The Innocent Dodo

The Innocent Dodo appears on the Sid Kipper album Like A Rhinestone Ploughboy

I prithee good Ladies and Lordies attend;

Give ear to my sorrowful ode-oh.

By means of this ballad I now do intend

To sing you in praise of the dodo.

In far off Mauritia the dodo do dwell,

Halfway to the far Antipode-oh;

And if we would serve her, then this I must tell;

It should not be parboiled, a la mode-oh.

For if the poor creature is but to keep going,

Our slogan must be 'Stop The Bloody Dodoing'.

 

The dodo in the morning she falls from her nest -

If she could she would surely have flowed-oh;

She returns in the evening to take her sweet rest,

Though how she ascends I am blowed-oh.

And all in her season she'll go with her mates,

By them she will soon be bestrode-oh;

And as she may dally with seven or eight,

Then 'tis clear that she risks overload-oh.
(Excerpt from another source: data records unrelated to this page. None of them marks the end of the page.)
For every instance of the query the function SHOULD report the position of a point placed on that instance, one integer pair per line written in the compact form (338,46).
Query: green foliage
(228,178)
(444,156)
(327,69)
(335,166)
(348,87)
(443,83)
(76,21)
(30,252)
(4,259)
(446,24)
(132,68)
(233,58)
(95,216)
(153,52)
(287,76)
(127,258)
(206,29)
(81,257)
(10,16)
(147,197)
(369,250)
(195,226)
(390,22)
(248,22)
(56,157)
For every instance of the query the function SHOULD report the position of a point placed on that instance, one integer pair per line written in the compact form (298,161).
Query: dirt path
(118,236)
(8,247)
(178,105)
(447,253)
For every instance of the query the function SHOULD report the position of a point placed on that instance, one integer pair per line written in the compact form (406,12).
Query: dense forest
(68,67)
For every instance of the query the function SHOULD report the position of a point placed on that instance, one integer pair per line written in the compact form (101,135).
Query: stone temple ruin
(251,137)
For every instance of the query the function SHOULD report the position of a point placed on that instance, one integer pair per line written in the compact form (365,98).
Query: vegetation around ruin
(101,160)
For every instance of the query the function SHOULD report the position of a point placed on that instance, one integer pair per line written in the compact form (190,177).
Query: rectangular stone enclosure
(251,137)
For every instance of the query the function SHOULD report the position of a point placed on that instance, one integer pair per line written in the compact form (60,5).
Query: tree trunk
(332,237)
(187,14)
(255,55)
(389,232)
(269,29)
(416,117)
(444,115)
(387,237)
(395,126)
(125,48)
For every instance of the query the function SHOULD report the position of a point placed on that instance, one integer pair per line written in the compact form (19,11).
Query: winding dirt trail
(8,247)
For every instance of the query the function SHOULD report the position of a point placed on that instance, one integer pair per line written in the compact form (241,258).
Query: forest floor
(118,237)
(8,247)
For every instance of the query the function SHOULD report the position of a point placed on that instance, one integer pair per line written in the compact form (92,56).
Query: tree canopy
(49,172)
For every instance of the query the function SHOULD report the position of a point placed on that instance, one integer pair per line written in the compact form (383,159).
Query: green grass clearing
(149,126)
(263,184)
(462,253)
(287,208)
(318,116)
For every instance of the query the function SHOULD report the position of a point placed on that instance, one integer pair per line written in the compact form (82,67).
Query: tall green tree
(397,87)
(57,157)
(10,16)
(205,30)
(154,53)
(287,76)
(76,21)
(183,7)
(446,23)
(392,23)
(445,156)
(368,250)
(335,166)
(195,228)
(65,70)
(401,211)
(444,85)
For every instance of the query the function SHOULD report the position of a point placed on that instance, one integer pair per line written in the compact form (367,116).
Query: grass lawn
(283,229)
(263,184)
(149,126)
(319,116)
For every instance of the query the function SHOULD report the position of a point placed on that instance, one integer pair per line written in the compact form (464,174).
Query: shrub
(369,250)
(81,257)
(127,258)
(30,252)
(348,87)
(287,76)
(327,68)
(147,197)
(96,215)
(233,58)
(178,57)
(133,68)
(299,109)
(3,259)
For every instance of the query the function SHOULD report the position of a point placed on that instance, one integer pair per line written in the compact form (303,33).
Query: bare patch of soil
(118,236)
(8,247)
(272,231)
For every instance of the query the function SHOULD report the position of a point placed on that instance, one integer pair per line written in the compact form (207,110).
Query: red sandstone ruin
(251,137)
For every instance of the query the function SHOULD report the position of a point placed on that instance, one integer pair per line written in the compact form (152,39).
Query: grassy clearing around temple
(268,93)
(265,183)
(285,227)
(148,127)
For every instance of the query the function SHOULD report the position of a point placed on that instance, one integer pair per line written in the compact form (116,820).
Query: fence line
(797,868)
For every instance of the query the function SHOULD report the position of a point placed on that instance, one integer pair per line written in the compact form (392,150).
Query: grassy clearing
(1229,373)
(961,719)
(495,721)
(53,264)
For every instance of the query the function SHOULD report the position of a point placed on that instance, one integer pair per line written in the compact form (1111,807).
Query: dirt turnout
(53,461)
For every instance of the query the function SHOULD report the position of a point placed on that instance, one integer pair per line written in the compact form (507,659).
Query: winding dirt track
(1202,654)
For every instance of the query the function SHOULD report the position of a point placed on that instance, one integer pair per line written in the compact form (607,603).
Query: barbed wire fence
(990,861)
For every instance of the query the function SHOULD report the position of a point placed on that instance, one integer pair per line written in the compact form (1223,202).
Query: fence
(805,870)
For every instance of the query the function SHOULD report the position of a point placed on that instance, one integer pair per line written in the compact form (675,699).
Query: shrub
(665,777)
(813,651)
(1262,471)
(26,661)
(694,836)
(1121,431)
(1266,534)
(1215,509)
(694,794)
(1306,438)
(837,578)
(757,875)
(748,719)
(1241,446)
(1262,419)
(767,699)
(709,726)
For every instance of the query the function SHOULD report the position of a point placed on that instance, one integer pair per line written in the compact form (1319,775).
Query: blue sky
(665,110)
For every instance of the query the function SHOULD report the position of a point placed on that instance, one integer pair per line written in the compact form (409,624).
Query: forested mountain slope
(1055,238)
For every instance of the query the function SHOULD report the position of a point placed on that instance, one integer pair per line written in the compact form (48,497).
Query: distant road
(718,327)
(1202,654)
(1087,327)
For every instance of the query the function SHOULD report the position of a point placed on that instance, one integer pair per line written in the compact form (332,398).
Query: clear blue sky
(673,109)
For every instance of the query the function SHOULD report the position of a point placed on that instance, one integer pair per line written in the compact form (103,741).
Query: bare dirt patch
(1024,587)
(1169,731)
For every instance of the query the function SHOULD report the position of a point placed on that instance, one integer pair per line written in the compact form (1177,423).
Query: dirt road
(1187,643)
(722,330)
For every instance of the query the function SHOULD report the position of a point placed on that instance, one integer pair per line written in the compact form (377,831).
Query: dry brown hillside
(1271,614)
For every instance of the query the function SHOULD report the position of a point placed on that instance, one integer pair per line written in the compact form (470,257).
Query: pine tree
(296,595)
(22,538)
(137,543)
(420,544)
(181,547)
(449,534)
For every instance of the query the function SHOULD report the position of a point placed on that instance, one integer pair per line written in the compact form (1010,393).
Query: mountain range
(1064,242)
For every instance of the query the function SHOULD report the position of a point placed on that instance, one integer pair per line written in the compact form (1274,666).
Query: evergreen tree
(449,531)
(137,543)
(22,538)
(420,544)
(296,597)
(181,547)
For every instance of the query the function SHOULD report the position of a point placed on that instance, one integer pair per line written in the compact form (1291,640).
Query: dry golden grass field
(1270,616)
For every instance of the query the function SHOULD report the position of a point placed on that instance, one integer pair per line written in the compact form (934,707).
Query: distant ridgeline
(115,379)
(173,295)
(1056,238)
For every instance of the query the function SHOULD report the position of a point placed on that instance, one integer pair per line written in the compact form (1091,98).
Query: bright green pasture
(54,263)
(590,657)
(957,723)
And as she must put up with all of this stuff,

I ask dost thou not think she's suffered enough?

 

How many roads must a dodo walk down

Before you can call her a dodo?

How many seas must a white dodo sail

Before she can sleep in the road-oh?

Ripe fruit and berries and nuts that are nigh,

In the bird's stomach are stowed-oh;

Be grateful, good people, the dodo don't fly,

For t'would danger you when she unload-oh.

And if you should question on what she had dined,

The answer my friend would be blowing in the winde.

And so on my tunic this message I spell;

'God Save the King, and the Dodo as Well'.